How use of == operator brings in performance impro

2020-07-13 07:17发布

问题:

In Effective JAVA by Joshua Bloch, when I was reading about static factory methods , there was a statement as follows

The ability of static factory methods to return the same object from repeated invocations allows classes to maintain strict control over what instances exist at any time. Classes that do this are said to be instance-controlled. There are several reasons to write instance-controlled classes. Instance control allows a class to guarantee that it is a singleton (Item 3) or noninstantiable (Item 4). Also, it allows an immutable class (Item 15) to make the guarantee that no two equal instances exist: a.equals(b) if and only if a==b. If a class makes this guarantee, then its cli- ents can use the == operator instead of the equals(Object) method, which may result in improved performance.
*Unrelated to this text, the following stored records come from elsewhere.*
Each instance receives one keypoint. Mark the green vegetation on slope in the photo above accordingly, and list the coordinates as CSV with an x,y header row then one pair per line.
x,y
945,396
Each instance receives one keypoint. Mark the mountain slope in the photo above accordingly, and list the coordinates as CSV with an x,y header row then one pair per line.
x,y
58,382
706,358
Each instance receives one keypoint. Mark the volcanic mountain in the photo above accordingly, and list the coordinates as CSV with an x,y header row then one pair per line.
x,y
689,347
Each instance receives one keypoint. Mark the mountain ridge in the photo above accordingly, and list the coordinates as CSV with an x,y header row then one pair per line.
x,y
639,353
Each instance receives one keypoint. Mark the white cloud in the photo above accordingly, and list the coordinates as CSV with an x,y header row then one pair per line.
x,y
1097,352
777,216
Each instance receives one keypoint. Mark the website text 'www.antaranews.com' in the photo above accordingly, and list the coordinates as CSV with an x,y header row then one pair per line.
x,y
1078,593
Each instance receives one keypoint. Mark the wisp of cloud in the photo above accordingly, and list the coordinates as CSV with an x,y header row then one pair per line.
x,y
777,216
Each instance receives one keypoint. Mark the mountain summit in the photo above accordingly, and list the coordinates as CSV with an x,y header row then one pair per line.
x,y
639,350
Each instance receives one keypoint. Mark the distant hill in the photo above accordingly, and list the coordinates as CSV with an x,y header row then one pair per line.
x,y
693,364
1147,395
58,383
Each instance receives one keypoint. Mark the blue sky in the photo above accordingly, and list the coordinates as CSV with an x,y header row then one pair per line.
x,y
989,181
Enum types (Item 30) provide this guarantee.

To investigate how == operator brings in performance improvements , I got to look at String.java

I saw this snippet

public boolean equals(Object anObject) {
        if (this == anObject) {
            return true;
        }
        if (anObject instanceof String) {
            String anotherString = (String) anObject;
            int n = value.length;
            if (n == anotherString.value.length) {
                char v1[] = value;
                char v2[] = anotherString.value;
                int i = 0;
                while (n-- != 0) {
                    if (v1[i] != v2[i])
                            return false;
                    i++;
                }
                return true;
            }
        }
        return false;
    }

By performance improvement what does he mean here ? how it brings performance improvement .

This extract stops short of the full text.